Il bambino, seduto in fondo al carro preistorico che ci trasportava, non pareva preoccupato della sua misera sorte. Con una fronda aizzava i buoi, rideva, gridava. Solo di tanto in tanto rivolgeva i suoi luminosi occhi neri verso Nannedda, la guardava fisso, poi scoppiava a ridere e nascondeva fra le manine il visetto rosso pieno di fossette. Era intelligentissimo. Il carro, sul quale sedevano solo le donne, mentre gli uomini precedevano a cavallo, proseguiva il suo lento viaggio attraverso le campagne verdi, incolte, deserte.
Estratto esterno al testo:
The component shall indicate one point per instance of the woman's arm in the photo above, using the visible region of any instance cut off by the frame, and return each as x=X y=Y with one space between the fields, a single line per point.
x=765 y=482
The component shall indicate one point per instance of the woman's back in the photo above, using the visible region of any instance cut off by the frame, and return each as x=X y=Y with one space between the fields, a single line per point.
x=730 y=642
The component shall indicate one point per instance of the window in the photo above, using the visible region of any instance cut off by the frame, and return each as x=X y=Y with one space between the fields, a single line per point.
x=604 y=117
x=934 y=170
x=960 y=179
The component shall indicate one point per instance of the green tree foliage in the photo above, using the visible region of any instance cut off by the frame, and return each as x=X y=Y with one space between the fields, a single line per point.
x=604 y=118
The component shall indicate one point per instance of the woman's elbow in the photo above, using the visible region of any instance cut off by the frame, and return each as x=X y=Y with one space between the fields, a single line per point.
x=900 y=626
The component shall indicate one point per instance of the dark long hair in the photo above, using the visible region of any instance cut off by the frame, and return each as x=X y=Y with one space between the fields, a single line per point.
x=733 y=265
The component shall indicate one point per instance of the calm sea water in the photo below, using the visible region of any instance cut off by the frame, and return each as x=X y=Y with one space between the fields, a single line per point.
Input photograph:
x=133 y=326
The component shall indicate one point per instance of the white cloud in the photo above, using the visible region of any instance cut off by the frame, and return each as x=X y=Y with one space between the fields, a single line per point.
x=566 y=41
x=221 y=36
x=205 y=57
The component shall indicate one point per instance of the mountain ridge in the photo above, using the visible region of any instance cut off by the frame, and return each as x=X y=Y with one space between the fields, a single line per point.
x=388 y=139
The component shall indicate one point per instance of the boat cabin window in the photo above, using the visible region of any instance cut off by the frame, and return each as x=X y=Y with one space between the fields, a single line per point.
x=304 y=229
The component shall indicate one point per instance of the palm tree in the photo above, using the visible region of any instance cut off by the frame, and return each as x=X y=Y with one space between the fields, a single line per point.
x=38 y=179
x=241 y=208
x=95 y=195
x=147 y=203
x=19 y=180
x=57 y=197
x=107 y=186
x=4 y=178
La giornata era bellissima, un po’ velata: le montagne verdi o azzurre sembravano vicine, sotto la linea bianchiccia dell’orizzonte. In lontananza si vedevano come dei fuochi pallidi, fiammeggianti tra il verde della brughiera: erano macchie di ginestra fiorite.

Il conduttore del carro, un piccolo contadino che pareva un etiope, additava col pungolo questo o quell’altro campo, e ne nominava i proprietari, dei quali raccontava vita e miracoli.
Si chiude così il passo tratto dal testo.